The eleven tracks on Songs are warm and spacious with high ceilings. There’s an ashen smell, light passes at strange angles. We’ve been cast into the inside of Lenker’s guitar, into her world where fragmented conversations and intimate moments project themselves in vibrant hues and bitter tastes. Lenker doesn’t create worlds in her songs, she lets her reality seep in and expand her musings. The rain splatters on the windowsills and the wood creaks with every slight shift in weight. Birds chatter outside. There’s a staticky crunch of fresh wind. A fly buzzes across the room. As she explained of her musing atmosphere, “human presence was not a dominating force.”
Lenker is a songwriter who is unconditionally open. Sometimes she lets us in on the context of the visceral moments she conjures, but the images on Songs feel different. The anger and sorrow feel more pointed, more active. Getting lost in Lenker’s songs is to essentially get lost in her memories. She’s constantly reinterpreting dualities, where the pain sits alongside the love. Her songs are reminders to be more attentive, that memories and adverse feelings can teach us. On “Zombie Girl” wind chimes clatter in the background as she sings about hollowness: “Oh, emptiness, tell me about your nature / Maybe I’ve been getting you wrong.” She befriends her own lack, drawing answers from what first presented itself as darkness.

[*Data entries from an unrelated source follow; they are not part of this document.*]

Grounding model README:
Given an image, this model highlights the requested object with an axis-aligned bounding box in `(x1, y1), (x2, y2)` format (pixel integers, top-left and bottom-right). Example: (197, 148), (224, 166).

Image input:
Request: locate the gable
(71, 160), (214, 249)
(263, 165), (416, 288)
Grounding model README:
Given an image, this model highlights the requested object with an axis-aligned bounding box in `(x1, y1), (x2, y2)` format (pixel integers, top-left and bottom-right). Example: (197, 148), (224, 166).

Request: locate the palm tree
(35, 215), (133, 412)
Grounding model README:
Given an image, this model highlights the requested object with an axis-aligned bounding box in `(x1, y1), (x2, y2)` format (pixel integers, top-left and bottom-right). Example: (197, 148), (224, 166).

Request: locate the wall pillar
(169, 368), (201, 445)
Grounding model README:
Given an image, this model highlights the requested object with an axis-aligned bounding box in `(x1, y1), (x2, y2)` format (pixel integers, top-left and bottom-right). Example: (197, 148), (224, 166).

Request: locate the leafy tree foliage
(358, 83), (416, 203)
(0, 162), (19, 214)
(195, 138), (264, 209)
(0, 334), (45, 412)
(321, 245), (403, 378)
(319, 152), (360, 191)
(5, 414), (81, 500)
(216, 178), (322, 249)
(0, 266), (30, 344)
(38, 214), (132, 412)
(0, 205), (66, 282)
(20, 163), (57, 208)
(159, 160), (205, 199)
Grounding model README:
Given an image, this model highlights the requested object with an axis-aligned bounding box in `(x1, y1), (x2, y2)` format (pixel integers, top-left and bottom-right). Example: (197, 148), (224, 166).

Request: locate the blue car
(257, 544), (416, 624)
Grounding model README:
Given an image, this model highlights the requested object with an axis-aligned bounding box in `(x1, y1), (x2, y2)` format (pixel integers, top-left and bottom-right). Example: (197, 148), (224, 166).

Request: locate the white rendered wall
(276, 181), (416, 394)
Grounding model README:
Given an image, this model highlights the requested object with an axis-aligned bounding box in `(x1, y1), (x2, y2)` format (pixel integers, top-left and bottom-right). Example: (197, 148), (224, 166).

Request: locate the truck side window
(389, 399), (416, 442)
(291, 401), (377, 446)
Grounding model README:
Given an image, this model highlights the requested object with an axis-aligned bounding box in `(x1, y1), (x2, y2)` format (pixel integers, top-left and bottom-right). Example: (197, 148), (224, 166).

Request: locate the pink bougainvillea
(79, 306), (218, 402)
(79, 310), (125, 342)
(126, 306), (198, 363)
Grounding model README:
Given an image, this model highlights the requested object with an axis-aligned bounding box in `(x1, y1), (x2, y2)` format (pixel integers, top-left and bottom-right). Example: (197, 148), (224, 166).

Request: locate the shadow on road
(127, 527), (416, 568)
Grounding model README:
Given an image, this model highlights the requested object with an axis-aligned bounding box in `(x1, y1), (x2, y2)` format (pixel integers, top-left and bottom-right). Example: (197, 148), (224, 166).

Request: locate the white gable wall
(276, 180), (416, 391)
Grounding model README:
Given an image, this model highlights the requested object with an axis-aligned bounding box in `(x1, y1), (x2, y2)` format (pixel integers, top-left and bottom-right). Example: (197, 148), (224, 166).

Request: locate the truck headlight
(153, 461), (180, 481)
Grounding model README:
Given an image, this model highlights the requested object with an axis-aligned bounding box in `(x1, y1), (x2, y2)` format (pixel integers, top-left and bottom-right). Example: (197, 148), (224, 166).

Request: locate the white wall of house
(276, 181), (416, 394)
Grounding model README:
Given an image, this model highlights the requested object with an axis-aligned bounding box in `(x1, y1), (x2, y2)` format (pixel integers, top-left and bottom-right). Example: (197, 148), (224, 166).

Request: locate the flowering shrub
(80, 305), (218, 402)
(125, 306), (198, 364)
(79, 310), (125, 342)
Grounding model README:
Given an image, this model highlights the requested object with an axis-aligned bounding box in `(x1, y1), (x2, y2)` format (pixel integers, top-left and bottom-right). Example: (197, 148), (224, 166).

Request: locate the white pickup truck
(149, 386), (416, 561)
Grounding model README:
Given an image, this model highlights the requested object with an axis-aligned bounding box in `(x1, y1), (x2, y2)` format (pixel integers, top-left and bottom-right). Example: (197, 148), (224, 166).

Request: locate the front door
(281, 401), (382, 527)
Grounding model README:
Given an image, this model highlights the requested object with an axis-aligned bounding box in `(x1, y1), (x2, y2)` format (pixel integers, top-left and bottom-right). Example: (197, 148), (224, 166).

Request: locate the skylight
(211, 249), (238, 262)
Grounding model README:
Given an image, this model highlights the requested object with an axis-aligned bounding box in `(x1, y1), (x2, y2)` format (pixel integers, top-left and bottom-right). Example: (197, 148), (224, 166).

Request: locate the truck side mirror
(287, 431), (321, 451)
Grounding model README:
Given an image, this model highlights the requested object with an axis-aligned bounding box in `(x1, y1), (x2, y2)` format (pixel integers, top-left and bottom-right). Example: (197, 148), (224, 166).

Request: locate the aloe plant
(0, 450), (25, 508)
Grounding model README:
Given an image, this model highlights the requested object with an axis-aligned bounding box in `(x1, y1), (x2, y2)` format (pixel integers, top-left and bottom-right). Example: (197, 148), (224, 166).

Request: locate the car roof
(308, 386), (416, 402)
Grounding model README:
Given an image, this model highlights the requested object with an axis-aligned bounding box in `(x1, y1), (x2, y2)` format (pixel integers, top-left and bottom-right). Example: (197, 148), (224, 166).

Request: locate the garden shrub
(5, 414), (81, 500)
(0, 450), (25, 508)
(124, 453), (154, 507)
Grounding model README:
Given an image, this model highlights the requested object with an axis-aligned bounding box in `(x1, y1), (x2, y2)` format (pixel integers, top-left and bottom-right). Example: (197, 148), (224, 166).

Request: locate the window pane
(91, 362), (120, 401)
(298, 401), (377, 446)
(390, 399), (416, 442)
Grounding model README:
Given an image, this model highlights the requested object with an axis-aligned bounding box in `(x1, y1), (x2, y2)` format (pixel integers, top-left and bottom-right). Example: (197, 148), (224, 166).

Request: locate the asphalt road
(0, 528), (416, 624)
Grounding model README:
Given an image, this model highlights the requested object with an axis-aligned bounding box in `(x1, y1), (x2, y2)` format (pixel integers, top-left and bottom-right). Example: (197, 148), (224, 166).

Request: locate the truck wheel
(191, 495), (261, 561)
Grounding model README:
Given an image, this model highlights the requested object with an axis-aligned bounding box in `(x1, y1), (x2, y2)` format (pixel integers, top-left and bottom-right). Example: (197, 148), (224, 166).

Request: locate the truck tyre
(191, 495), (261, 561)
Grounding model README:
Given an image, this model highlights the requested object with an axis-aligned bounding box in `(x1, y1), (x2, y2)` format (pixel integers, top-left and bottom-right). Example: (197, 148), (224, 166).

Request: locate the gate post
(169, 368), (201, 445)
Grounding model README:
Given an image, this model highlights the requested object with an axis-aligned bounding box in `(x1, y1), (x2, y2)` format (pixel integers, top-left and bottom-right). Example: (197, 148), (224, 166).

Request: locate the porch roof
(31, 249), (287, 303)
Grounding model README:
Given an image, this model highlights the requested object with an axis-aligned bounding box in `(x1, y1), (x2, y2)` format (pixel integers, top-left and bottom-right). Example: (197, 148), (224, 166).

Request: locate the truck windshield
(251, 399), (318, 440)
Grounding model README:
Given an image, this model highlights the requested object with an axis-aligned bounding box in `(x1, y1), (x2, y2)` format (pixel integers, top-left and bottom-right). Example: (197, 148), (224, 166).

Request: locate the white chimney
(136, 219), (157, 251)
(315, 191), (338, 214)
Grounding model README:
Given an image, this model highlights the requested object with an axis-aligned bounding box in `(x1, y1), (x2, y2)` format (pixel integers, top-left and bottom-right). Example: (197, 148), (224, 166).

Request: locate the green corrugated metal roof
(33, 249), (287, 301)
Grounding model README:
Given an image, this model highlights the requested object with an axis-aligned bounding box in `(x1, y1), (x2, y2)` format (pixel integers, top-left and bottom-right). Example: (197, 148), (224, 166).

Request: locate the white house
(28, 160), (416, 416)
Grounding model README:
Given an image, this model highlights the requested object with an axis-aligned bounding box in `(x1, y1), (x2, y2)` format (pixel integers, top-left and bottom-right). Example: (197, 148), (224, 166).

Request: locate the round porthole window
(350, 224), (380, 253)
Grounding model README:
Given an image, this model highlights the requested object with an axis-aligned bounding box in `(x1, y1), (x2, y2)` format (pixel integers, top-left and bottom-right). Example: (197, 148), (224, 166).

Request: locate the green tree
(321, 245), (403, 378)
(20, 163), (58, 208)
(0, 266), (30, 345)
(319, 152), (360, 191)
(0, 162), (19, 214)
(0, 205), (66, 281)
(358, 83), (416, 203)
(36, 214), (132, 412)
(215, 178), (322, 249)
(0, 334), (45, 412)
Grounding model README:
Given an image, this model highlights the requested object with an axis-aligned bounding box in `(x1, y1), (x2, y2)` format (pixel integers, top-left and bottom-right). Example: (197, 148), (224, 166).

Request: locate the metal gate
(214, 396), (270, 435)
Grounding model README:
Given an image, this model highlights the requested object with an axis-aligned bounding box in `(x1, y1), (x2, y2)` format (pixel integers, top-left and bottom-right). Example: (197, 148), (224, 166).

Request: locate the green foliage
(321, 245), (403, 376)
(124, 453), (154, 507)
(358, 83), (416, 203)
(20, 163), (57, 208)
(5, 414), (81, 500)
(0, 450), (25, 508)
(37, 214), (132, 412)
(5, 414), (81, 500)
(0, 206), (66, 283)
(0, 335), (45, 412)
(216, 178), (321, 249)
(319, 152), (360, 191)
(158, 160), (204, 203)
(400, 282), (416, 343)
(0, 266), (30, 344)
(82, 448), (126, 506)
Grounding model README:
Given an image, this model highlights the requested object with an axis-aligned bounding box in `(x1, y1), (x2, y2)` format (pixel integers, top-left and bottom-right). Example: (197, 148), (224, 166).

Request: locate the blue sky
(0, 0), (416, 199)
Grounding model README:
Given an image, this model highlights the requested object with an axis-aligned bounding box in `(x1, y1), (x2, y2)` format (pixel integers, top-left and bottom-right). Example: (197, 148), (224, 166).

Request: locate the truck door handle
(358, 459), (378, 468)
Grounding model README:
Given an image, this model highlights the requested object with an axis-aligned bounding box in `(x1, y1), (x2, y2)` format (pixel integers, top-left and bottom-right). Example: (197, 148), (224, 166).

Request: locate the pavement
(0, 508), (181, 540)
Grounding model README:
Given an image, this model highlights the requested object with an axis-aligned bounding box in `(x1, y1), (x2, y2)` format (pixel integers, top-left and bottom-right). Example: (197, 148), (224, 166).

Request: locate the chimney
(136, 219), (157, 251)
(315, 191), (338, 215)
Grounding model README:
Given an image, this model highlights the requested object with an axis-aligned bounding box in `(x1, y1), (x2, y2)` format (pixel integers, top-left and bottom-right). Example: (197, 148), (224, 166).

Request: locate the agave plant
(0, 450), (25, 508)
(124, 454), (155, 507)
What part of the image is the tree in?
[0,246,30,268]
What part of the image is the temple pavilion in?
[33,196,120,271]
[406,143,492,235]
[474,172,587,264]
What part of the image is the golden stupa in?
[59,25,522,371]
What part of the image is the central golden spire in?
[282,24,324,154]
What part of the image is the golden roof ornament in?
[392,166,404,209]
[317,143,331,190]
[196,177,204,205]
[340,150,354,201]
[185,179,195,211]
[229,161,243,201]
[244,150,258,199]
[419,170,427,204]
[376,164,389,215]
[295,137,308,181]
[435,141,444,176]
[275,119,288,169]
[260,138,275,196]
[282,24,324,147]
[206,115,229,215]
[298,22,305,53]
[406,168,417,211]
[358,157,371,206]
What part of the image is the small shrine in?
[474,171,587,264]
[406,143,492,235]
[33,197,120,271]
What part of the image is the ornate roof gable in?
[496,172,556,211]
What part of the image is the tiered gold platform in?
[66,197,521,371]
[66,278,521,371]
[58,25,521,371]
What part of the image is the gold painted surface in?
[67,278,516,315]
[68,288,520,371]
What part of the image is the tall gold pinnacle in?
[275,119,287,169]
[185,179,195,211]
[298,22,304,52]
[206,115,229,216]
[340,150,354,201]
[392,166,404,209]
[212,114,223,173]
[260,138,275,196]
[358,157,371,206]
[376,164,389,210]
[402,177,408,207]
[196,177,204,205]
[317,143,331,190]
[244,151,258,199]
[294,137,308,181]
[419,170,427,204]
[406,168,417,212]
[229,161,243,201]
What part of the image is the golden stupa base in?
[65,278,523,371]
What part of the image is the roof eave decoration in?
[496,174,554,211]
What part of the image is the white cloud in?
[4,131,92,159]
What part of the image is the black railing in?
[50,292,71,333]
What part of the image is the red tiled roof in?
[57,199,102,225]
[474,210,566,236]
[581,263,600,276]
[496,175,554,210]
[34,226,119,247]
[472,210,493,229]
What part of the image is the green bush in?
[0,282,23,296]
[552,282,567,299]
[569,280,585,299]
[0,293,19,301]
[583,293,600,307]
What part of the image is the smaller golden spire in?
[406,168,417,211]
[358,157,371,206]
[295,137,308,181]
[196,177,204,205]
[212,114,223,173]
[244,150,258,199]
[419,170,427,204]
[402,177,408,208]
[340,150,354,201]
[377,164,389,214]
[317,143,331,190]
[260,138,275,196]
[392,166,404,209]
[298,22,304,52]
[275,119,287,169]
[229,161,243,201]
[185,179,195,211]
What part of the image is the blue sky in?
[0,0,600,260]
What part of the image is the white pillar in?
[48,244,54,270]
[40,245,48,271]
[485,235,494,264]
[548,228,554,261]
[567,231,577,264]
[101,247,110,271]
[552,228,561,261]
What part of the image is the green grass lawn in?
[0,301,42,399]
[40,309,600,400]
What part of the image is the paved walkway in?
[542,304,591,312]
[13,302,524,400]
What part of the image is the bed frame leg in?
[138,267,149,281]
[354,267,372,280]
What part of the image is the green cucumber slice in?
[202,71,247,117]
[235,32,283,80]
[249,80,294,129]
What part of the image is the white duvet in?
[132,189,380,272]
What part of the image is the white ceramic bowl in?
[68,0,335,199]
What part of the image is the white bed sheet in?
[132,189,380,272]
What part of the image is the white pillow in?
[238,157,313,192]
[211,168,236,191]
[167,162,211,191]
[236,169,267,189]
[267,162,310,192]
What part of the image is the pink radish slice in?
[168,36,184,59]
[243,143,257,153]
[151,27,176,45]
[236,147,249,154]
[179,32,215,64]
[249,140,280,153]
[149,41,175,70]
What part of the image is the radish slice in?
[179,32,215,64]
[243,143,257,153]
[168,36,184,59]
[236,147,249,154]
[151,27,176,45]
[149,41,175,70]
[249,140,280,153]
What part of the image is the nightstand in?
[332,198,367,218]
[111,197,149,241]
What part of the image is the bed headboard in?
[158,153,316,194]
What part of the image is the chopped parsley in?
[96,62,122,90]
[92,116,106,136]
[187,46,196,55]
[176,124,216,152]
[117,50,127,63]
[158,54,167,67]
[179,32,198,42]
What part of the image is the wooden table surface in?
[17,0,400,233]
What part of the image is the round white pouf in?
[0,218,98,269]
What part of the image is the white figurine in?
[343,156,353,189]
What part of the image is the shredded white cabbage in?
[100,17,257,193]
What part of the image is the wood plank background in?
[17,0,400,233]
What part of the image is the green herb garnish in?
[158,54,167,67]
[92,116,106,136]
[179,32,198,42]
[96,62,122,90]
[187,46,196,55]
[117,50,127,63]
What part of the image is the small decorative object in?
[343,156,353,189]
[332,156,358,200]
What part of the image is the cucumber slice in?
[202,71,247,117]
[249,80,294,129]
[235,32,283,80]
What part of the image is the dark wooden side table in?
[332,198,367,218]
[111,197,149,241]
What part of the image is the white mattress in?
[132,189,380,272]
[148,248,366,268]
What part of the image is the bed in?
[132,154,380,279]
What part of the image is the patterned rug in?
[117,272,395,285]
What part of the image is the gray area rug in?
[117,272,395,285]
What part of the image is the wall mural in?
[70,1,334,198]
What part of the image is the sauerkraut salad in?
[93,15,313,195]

There are vivid, sometimes violent images on Songs—a dog bite that leads to an ER visit, “poison stains,” and stars that stab, in addition to the aforementioned zombie girl. But the most unnerving moments on Songs are where Lenker calmly sings about life and death in casual terms—not within the confines of societal rituals, but at their core, grounded in origins of the womb and earth. “Your dearest fantasy is to grow a baby in me,” she reveals in the cheekily titled “Not a Lot, Just Forever.” Later we accompany her to the water. “Come help me die, my daughter / Walk me beside the river,” she sings on “Come.” To not trivialize these constant and awesome life chapters is one of Lenker’s greatest skills.
The corresponding second album, Instrumentals, is even more enthralling. Instead of getting swept up by Lenker’s visceral songwriting, she showcases patience and intuition. You can feel the poise with which her hands glide across strings, sometimes quietly puttering or fiercely plucking. It’s as if on a rocky hike, Lenker confidently leads us through soothing melodies, but at any point she could step off the path and blaze a new one. These songs, across both releases, feel like spells. Lenker casts them in order to form memories and heal from them, and we listen in hopes that some of her magic will rub off on us.